Language models solve question answering tasks using text generation. According to the training data set, the language model can be divided into:

  • (i) Generic models such as PaLM, OPT and GPT-NeoX-20B;
  • (ii) Domain-specific models such as Galactica, SciBERT, and BioMegatron. More advanced conversational AI (Conversational AI) models have benefited from recent advances in language models to create chatbots that can answer questions in conversation with users. For example, ChatGPT, an OpenAI-based chatbot, has received a lot of attention. GPT, which stands for Generative Pretrained Transformer, is an AI algorithm that can create new content based on ingesting large amounts of text and data and deriving linguistic rules and relationships. The text generated in response to input can be very subtle and creative, giving the impression that you are talking to someone. Unlike a search engine, instead of simply retrieving information, it generates information based on rules and relationships derived from large amounts of data processed through algorithms. The success of ChatGPT has benefited from a series of technologies and data, as follows:

2. What is the use of Transformer? Why is it so popular?

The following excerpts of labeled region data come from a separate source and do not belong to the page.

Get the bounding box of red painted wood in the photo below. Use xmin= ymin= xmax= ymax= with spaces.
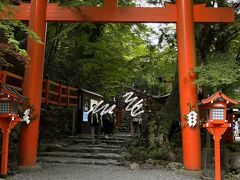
xmin=6 ymin=1 xmax=235 ymax=23
xmin=19 ymin=0 xmax=47 ymax=167
xmin=177 ymin=0 xmax=201 ymax=171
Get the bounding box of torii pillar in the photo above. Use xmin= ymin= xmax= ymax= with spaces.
xmin=18 ymin=0 xmax=47 ymax=167
xmin=4 ymin=0 xmax=234 ymax=171
xmin=176 ymin=0 xmax=201 ymax=170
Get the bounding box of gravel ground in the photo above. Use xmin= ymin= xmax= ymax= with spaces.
xmin=8 ymin=164 xmax=200 ymax=180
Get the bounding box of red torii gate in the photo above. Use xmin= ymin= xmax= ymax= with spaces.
xmin=1 ymin=0 xmax=234 ymax=170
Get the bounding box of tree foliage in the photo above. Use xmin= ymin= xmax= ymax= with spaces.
xmin=0 ymin=0 xmax=41 ymax=66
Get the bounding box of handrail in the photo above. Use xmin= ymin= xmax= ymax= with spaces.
xmin=0 ymin=71 xmax=79 ymax=108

Transformers are used in a variety of natural language processing (NLP) tasks, such as language translation, sentiment analysis, text summarization, question answering, and more. The original Transformer model was specifically designed for language translation, primarily from English to German. However, it has been found that the architecture can be well adapted to other language tasks. This trend was quickly noticed by the research community. Over the next few months, nearly all leaderboards for language-related machine learning tasks were dominated by some version of the Transformer architecture. Therefore, Transformers are very popular. Huggingface is a startup that has raised over $60 million to date, almost entirely around the idea of ​​commercializing their open source Transformer library.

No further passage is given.